It was also the case that my inspiration was the Intel 8086, a CISC design. Those chips were designed for an era and purpose in which hardware was expensive and programming effort was relatively cheap. Consequently, they were far from simple designs and featured many complications to make the most of hardware. (Later chips are more complicated still, internally: they support the original 8086 instruction set and its successors, but they do so by emulating those chips on top of a completely different lower level computer design.)
Years later at university I took a class on hardware, based on the textbook Computer Organisation by Patterson and Hennessy. This book covers a large part of computing hardware design, including a description of a complete MIPS processor from its logic gates to its assembly language. That book gave me one of those rare learning experiences in which a curtain is drawn back, and the hitherto mysterious system behind it is revealed. The system is still as marvellous as before. Now there is also wonder at how it was created, and moreover, that it can be comprehended by people like me.
That course was completely theoretical. It was not until I began learning Verilog that the few missing parts of my mental CPU design began to drop into place and I had a realistic chance of seeing it work. Kris (who got me started with Verilog) suggested (perhaps jokingly) that I should make a “4 bit CPU”.
The actual design was different, and inspired not only by the 8086, and by MIPS, but also by Charles Thacker’s Tiny Computer 3. A short PDF describes this computer and even contains 2 pages of Verilog code. My CPU turns out to be quite different and far less concise, efficient and capable.

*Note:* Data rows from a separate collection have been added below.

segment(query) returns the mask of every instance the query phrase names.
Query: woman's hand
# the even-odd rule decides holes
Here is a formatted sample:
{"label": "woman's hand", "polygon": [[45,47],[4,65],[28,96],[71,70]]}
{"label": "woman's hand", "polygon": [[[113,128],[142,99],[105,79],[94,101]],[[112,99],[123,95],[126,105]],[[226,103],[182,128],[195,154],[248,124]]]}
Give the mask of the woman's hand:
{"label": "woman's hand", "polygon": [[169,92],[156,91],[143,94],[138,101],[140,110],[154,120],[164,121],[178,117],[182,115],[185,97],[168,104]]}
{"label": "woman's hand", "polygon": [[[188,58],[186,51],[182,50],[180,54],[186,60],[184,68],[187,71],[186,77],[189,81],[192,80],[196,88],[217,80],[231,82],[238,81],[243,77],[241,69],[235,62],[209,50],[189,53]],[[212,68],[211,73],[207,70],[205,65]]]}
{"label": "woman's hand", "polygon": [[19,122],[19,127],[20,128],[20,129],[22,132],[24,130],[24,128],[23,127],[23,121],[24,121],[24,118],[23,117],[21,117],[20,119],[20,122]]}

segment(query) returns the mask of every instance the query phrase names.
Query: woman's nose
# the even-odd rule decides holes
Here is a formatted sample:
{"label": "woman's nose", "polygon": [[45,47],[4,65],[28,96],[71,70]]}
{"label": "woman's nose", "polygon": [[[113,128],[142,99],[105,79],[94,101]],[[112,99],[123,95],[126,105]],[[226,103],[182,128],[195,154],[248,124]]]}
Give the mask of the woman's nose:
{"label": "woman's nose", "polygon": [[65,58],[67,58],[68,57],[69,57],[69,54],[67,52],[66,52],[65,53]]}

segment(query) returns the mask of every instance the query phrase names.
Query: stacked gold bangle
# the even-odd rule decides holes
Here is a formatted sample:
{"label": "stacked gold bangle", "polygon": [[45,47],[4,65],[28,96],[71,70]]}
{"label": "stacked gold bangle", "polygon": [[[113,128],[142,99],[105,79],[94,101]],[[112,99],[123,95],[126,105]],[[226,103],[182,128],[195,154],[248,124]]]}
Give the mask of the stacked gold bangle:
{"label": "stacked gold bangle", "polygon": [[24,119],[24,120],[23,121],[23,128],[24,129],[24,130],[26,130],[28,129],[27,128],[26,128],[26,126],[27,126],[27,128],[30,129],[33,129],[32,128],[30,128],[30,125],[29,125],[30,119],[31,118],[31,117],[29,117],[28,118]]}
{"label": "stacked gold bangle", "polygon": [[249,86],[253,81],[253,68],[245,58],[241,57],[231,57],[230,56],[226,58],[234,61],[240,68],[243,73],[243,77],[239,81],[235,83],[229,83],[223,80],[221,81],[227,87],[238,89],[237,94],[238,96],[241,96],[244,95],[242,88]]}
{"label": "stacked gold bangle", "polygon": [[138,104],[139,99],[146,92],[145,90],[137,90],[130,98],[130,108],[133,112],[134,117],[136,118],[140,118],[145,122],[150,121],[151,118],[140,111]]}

I’ve put the Verilog source on Github. The README file there includes a description of the architecture. At the end of this post I’ll list some of the outstanding limitations and outline some possible next steps.

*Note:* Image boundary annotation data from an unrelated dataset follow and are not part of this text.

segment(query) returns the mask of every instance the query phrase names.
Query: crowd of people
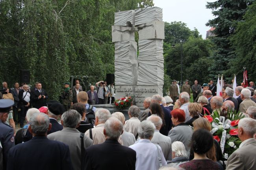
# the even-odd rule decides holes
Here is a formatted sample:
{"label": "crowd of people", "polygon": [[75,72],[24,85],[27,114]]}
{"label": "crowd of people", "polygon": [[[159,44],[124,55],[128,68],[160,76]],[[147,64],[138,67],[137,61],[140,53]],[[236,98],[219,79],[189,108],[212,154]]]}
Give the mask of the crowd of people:
{"label": "crowd of people", "polygon": [[[110,90],[106,90],[104,82],[96,84],[96,90],[92,86],[87,92],[83,91],[79,83],[72,90],[65,83],[63,104],[46,102],[48,96],[40,83],[30,90],[27,84],[19,89],[15,83],[11,94],[16,91],[17,95],[6,90],[4,99],[0,99],[0,168],[255,169],[253,86],[239,86],[234,90],[226,84],[219,97],[212,91],[213,82],[204,84],[202,88],[196,80],[192,87],[195,102],[190,102],[190,88],[188,80],[186,82],[179,95],[172,93],[177,86],[174,80],[170,96],[155,95],[146,98],[143,110],[132,106],[126,120],[122,112],[111,114],[92,105],[107,101],[106,93]],[[9,90],[6,82],[3,86]],[[240,99],[233,97],[234,93]],[[16,105],[15,95],[19,100]],[[242,143],[225,165],[220,145],[203,115],[217,112],[225,117],[230,110],[239,111],[246,117],[238,125]],[[17,113],[22,113],[18,120],[20,123],[23,120],[20,124],[24,127],[15,133],[13,119]]]}

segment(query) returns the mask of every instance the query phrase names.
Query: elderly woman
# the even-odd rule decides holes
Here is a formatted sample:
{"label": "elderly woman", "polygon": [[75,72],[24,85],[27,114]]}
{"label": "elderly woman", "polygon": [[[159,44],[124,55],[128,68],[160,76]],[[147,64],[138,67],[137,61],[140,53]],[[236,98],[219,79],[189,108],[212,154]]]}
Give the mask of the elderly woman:
{"label": "elderly woman", "polygon": [[212,135],[208,130],[200,129],[192,135],[191,146],[194,151],[194,159],[180,165],[186,170],[223,169],[221,166],[207,157],[206,153],[213,146]]}
{"label": "elderly woman", "polygon": [[163,166],[167,164],[161,147],[150,142],[155,129],[155,125],[150,121],[143,121],[138,129],[140,139],[129,146],[136,151],[136,170],[158,170],[160,166],[159,157],[161,158]]}
{"label": "elderly woman", "polygon": [[130,118],[125,121],[124,130],[134,134],[135,139],[138,138],[138,127],[141,121],[138,117],[141,112],[139,108],[136,106],[132,106],[128,110],[128,115]]}
{"label": "elderly woman", "polygon": [[169,132],[168,136],[171,137],[172,142],[179,141],[185,145],[187,153],[189,154],[190,147],[189,146],[192,135],[192,130],[187,123],[185,123],[185,114],[183,110],[175,109],[172,111],[172,121],[175,127]]}
{"label": "elderly woman", "polygon": [[202,115],[206,114],[210,115],[212,112],[212,109],[211,106],[208,105],[209,102],[208,99],[204,96],[201,96],[198,98],[197,102],[202,106],[201,114]]}
{"label": "elderly woman", "polygon": [[189,160],[185,146],[182,142],[176,141],[172,143],[172,150],[173,159],[170,163],[168,163],[168,165],[178,166]]}
{"label": "elderly woman", "polygon": [[202,106],[198,103],[190,103],[188,105],[188,111],[189,112],[189,116],[192,118],[186,122],[186,123],[193,127],[193,122],[197,119],[203,116],[200,113],[202,111]]}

Over a few days I created the basic CPU, testing it in Icarus. It took as much work again to get it running on an FPGA! A number of changes had to be made:
- Unsynthesisable constructs: these were mostly
$displayand some of ways values were initialised. The worst was my use of
$readmemhto load the program memory. This should be synthesisable but Xilinx had so much trouble I ended up copying and pasting the hex values from my program into the Verilog source.
- An outer layer for FPGA use. The CPU is useless and arguably meaningless if it can’t communicate with the real world. In simulation, it can print to the console. On an FPGA, it cannot do that, so it needs to communicate using the device’s IO capabilities, such as the seven segment display.

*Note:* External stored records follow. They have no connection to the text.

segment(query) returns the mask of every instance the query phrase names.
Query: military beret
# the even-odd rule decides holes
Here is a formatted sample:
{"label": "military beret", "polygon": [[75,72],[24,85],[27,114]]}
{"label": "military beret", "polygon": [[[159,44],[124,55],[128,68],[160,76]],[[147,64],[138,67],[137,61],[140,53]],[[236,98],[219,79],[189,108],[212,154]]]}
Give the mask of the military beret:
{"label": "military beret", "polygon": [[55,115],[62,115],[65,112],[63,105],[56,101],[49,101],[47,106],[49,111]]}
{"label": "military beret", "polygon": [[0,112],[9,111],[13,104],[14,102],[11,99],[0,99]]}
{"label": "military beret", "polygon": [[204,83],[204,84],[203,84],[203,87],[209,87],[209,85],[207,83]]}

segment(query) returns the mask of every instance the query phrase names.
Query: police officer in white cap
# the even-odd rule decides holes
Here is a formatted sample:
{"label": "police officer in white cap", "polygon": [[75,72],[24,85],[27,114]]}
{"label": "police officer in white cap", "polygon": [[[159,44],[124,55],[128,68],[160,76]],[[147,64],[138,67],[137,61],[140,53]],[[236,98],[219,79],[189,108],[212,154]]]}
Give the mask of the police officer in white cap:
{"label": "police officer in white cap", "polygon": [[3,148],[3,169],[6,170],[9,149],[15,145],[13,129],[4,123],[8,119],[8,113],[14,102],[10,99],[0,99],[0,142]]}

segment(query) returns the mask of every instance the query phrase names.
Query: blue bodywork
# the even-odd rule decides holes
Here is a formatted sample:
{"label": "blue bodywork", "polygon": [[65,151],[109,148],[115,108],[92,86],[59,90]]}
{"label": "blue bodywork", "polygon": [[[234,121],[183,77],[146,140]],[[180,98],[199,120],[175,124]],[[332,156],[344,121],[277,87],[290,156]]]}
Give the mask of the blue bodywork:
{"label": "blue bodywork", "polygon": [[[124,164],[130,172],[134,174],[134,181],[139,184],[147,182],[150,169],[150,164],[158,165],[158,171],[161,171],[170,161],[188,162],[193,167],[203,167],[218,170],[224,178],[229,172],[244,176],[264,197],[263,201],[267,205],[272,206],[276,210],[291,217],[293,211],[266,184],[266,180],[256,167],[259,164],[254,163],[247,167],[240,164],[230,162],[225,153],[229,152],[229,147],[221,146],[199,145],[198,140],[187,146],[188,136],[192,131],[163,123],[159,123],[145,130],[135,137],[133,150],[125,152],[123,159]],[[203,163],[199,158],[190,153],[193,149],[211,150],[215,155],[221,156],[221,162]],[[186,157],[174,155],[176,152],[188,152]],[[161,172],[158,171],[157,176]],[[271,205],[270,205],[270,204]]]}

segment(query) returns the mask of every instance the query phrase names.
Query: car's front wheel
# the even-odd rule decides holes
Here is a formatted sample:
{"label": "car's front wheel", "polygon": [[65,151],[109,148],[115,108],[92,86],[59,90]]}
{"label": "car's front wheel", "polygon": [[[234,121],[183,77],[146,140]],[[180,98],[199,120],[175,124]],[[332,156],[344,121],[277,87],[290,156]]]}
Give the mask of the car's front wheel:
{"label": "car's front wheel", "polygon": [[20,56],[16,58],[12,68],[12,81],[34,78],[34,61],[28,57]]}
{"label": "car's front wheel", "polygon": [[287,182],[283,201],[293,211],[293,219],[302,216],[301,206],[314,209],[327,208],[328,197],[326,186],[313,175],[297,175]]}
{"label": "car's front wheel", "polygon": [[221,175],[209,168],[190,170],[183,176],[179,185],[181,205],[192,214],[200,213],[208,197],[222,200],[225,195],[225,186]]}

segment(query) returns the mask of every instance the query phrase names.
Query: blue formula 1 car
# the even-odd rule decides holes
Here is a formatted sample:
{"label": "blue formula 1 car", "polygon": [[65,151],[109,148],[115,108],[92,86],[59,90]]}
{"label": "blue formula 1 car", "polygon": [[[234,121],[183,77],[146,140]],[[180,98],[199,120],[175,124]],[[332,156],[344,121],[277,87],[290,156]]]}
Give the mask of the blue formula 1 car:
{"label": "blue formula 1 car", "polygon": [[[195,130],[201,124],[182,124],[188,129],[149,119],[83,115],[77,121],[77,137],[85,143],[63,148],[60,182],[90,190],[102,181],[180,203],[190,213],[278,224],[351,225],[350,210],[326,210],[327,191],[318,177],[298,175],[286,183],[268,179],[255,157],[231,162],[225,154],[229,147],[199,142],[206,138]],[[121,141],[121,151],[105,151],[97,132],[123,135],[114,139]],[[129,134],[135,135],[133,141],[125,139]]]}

- Timing issues: in many places I’d relied on the simulator’s use of an event queue to perform simulation updates in a useful order. In the real world, updates are applied simultaneously, so on the FPGA nothing was happening in the order I expected. (Verilog does allow timing directives to make the simulation reflect real world conditions, but I have not mastered these.)
- More timing issues: in many places I’ve derived new clock signals using combinational logic. This doesn’t work so well in the real world. Arguably it’s because there will be so much more skew with the derived signals. More practically in my case, it’s because the synthesis tools cannot analyse the derived clocks and hence have no idea what the timing constraints on them are. I could run my CPU on the FPGA by stepping down the clock rate by a factor of a million — there was some Verilog code that would count the ticks of the FPGA’s source clock at 50MHz, and update a derived CPU clock whenever the count reached a certain number. As I reduced the slowdown and the CPU ran faster, eventually it would start computing garbage. The solution was to replace derived clocks with the use of a single source clock, and enable signals. That signal clock is described in the constraints file, and the synthesiser can recognise all the circuits that depend on it and ensure the paths through them are shorter than 50MHz.
Machine in action
Often a new computer or virtual machine is demonstrated by running a port of Quake or other well known program on it. Sadly, such feats were well beyond my CPU’s capabilities at the time I first got it running in hardware (a few weeks after beginning to learn Verilog).
This video shows the CPU in operation, computing the Fibonacci sequence. The display is in hex. This does make the output somewhat strange, but it a lot easier for a binary computer to generate. (Circuitry to turn a binary number into a sequence of decimal digits for display is not trivial!)
Here is the source for that Fibonacci program. This is not assembly language — there is no assembler for this machine yet. This is hand typed machine code. True, I did not have to enter it one bit at a time by toggling a switch. Compared to programmers of yesteryear I was blessed with a text editor to type it in, a hexadecimal based code format, and a very simple instruction set.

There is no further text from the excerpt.